If we now integrate y from 0 to 1, we get the following area,
Thus, we can write,
$\int\limits_{x=0}^{x=1}{ydx}=\int\limits_{x=0}^{x=1}{\left( 1-\dfrac{1}{2}{{x}^{2}}-\dfrac{1}{8}{{x}^{4}}-\dfrac{1}{16}{{x}^{6}}-\dfrac{5}{128}{{x}^{8}}+...\infty \right)}dx$
$\Rightarrow \dfrac{\pi }{4}=\left( x-\dfrac{1}{2}\dfrac{{{x}^{3}}}{3}-\dfrac{1}{8}\dfrac{{{x}^{5}}}{5}-\dfrac{1}{16}\dfrac{{{x}^{7}}}{7}-\dfrac{5}{128}\dfrac{{{x}^{9}}}{9}+...\infty \right)_{x=0}^{x=1}$
$\Rightarrow \dfrac{\pi }{4}=\left( 1-\dfrac{1}{6}-\dfrac{1}{40}-\dfrac{1}{112}-\dfrac{5}{1152}-...\infty \right)$
$\Rightarrow \pi =4\left( 1-\dfrac{1}{6}-\dfrac{1}{40}-\dfrac{1}{112}-\dfrac{5}{1152}-...\infty \right)$
We can use this arithmetic expression to evaluate the value of $\pi $ with great precision.

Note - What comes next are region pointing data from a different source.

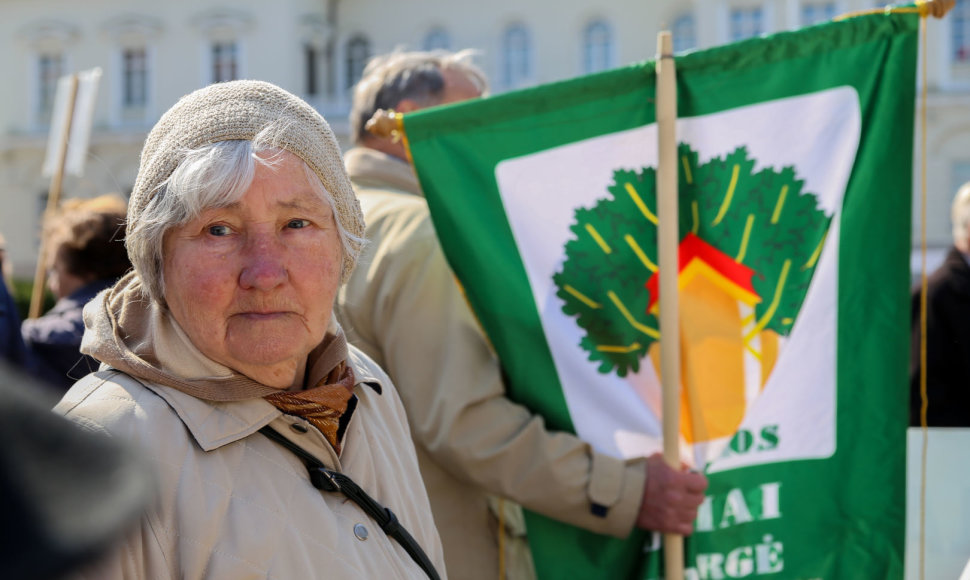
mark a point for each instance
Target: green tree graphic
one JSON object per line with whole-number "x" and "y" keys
{"x": 762, "y": 220}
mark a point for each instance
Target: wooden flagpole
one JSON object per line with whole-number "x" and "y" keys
{"x": 667, "y": 245}
{"x": 53, "y": 200}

We need the first 100 digits of $\pi $ , which will take at least a few days for us to solve. But ultimately, we can get our value of $\pi $ with hundred digits, and it will look exactly like this,
$\begin{align}
  & \pi =3.1415926535\text{ }8979323846\text{ }2643383279\text{ }5028841971\text{ }6939937510\text{ } \\
 & 5820974944\text{ }5923078164\text{ }0628620899\text{ }8628034825\text{ }342117067 \\
\end{align}$

Note: We must remember that $\pi $ is a non-repeating non-terminating irrational number. Therefore, it is impossible to list, or even find all digits of the number $\pi $ . We must not ignore the fact that the traditional Binomial theorem is applicable only when n is a natural number.